I’m reflecting on the encounter between Jesus and the rich young man, Mark 10:17-31. Essentially, Jesus says “what must I do to inherit eternal life?” is the wrong question - the right question is, am I prepared to follow him in his creating a new humanity? How did we come to make the wrong question THE question, and the right question at best an optional extra?
The good news we are to proclaim is not personal salvation. The good news is this: that God has made Jesus, who was crucified, both Lord and Christ (as Peter proclaims in Acts 2:36; or, the Son of Man standing at the right hand of God, as Stephen puts it in Acts 7:56; or the man God has appointed to judge the world with justice, having raised him from the dead, as Paul puts it in Acts 17:31; or the one through whom the Gentiles will be rescued from the power of Satan, receive forgiveness of sins, and be given a place among those set apart, as Paul puts it in Acts 26:18). This is good news because Jesus has broken the power of death, of physical decay, of accusation, of sin, of division...good news made manifest contextually through those who mourn being comforted, the sick being healed, the oppressed experiencing deliverance, the hungry fed, the widow and orphan finding family, and all this (opposed at every turn) as a foretaste of what is yet to be (yet to be resolved).
And it asks of us, will you follow? Not, here is how you can cheat death, but, here is something, someone, worth dying for.
The personal salvation question puts me at the centre. The Jesus made Lord and Christ question puts the vision of all things that have been made being reconciled – to one another as created beings and to our Creator – by and in and through Jesus at the centre.

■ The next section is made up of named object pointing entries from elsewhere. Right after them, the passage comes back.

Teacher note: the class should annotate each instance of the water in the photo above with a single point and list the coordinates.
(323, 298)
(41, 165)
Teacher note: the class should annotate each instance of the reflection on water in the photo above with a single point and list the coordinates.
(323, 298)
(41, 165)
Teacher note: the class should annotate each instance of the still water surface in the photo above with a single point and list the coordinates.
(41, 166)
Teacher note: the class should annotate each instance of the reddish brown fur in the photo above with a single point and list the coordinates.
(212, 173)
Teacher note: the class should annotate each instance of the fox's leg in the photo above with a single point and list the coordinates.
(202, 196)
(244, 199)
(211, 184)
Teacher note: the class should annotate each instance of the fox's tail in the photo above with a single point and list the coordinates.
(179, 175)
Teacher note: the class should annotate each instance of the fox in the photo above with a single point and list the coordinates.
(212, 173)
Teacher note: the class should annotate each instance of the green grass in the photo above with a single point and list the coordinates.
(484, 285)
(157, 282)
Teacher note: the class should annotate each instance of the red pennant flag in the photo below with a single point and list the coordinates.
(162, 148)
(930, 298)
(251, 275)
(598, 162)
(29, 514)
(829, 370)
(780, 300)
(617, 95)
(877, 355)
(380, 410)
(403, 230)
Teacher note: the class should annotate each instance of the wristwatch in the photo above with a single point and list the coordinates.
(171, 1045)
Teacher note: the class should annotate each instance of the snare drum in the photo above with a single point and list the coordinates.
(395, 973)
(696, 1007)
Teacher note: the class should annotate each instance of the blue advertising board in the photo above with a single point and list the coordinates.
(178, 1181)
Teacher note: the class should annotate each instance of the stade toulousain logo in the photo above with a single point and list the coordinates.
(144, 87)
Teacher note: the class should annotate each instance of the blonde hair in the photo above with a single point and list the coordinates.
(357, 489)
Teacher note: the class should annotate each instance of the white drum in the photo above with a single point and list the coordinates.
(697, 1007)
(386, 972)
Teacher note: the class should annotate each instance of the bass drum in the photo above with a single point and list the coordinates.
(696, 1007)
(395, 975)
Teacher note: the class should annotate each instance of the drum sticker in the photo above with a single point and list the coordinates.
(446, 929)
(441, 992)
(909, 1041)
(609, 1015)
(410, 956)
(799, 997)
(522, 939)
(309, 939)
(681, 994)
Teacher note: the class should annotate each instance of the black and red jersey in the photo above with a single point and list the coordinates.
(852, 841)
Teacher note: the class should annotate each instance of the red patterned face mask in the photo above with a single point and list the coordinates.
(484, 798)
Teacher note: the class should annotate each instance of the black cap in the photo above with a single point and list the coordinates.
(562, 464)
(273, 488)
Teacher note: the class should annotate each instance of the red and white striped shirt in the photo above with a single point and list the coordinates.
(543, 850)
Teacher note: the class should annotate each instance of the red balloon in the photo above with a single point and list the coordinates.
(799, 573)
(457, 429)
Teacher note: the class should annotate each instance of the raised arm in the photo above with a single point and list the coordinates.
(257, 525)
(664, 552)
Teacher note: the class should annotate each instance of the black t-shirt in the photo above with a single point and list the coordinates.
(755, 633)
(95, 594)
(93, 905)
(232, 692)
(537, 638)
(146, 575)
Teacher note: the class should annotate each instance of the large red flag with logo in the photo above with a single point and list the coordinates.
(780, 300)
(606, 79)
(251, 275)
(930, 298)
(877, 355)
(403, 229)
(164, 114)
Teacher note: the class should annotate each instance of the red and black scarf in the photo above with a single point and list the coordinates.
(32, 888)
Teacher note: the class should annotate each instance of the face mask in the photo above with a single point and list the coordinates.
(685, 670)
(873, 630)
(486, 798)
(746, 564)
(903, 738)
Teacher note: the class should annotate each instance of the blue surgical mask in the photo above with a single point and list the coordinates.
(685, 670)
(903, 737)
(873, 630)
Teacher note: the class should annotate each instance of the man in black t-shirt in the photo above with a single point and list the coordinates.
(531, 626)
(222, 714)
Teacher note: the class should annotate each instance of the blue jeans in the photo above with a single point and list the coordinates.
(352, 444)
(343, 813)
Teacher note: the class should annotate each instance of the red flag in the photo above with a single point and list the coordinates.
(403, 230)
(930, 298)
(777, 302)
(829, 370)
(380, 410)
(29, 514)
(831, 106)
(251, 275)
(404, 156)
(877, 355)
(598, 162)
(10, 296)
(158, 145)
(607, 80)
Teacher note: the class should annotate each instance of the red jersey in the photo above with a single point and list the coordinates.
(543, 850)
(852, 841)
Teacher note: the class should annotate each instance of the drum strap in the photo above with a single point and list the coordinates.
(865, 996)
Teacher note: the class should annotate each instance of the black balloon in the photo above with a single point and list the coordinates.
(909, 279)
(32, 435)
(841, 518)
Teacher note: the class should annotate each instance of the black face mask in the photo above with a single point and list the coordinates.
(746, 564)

The personal salvation question sets me on a quest to save my life; a quest whose end, according to Jesus, is that we lose our life. The Jesus made Lord and Christ question invites me to follow him on a journey where I will lose my life, and having lost it, will receive it back again a hundred-fold.

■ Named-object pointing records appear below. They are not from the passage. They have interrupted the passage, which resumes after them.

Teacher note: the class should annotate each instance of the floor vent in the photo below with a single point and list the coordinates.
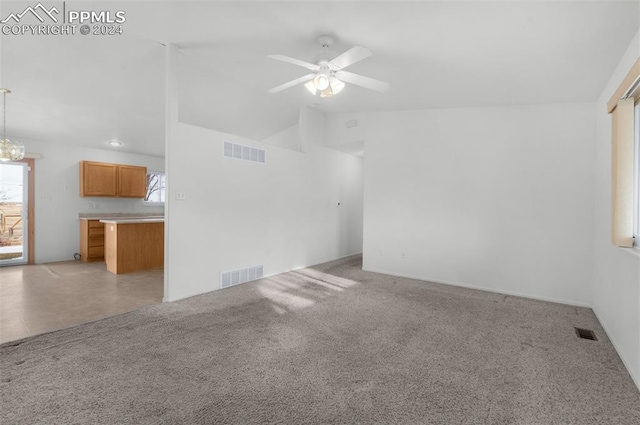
(236, 277)
(244, 153)
(586, 334)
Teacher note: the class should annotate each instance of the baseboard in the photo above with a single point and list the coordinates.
(635, 379)
(484, 288)
(182, 297)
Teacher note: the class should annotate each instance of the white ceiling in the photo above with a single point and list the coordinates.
(89, 90)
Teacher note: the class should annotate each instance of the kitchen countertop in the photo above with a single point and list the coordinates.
(138, 220)
(118, 216)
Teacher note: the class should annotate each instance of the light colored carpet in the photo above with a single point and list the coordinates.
(328, 344)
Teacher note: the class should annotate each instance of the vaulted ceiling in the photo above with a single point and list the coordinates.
(87, 90)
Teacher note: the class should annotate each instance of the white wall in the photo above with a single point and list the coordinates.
(57, 199)
(616, 291)
(493, 198)
(237, 213)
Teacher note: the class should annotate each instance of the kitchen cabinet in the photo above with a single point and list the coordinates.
(112, 180)
(133, 244)
(91, 240)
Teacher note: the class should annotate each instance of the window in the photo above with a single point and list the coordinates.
(624, 159)
(155, 187)
(636, 201)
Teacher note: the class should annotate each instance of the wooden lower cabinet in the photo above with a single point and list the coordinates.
(134, 246)
(91, 240)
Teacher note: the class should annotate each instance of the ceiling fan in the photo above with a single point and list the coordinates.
(328, 76)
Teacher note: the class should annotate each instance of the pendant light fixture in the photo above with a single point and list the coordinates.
(9, 151)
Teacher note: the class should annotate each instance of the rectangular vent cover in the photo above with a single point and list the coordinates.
(244, 153)
(236, 277)
(586, 334)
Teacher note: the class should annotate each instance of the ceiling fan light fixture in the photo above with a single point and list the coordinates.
(311, 87)
(321, 82)
(326, 92)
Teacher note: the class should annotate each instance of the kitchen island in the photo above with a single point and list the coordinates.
(133, 244)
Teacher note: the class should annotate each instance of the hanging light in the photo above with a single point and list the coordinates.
(9, 151)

In fact, pursuing the personal salvation question ironically results in my removing God entirely – as Jesus’ silence on the first four commandments weightily implies that the rich young man has done, most likely quite unintentionally.
Whatever personal salvation means (and I don’t think there is much in the story of Scripture to support the average western understanding, whether of those who attend church faithfully or those who would never think to do so), it is to be found in participating in a community that re-imagines and embodies a new way of constructing wealth (neither capitalism nor communism but meeting one another’s needs) and home (rest on the way, Sabbath in the week) and family (wider than, and at times in conflict with, kinship) and place (not local v global, but glo-cal), by dying to the false image of these good gifts (and embracing persecution for doing so). That is costly, and in the short-term and even the medium-term it is hardly worth embarking on - which is perhaps why so many become discouraged and walk away, while so many more settle for something so much less. But this, too, is good news, for those who have been shut-out from our god- and neighbour-forsaking cultural constructions of wealth and home and family and place, which are being shaken by God and found wanting, quite inadequate in their foundations. Take, for example, Generation Y. Generation X (my generation) watched their parents’ generation’s marriages (not necessarily their own parents’ marriage) collapse like viewing the Twin Towers implode over and over in slow-mo, and vowed they would not go there, substituting family for friends and commitment for passing relationships. Generation Y, while recognising the importance of friends, sees through the hurt-reflex of rejecting family, the inadequacy of my generation’s refugee camp, and are seeking to rebuild permanent structures, in human-scale community.
Such a vision requires all that we bring we are and all that we have, holding nothing back. In the church, it confronts both the poverty spirit that entices us to believe that we have not enough and must at all costs hold on to what we still have, and the prosperity spirit that entices us to believe that we are rich and have all we need (these two apparently contradictory spirits tend to co-habit quite happily). At the margin of the church, it disturbs the belief that observing Christendom rituals benefits us in any way. Outside the church, it exposes the emptiness of being spiritual-but-not-religious, and the poverty of any New Atheist vision for humanity...
With man this is impossible, but not with God; all things are possible with God.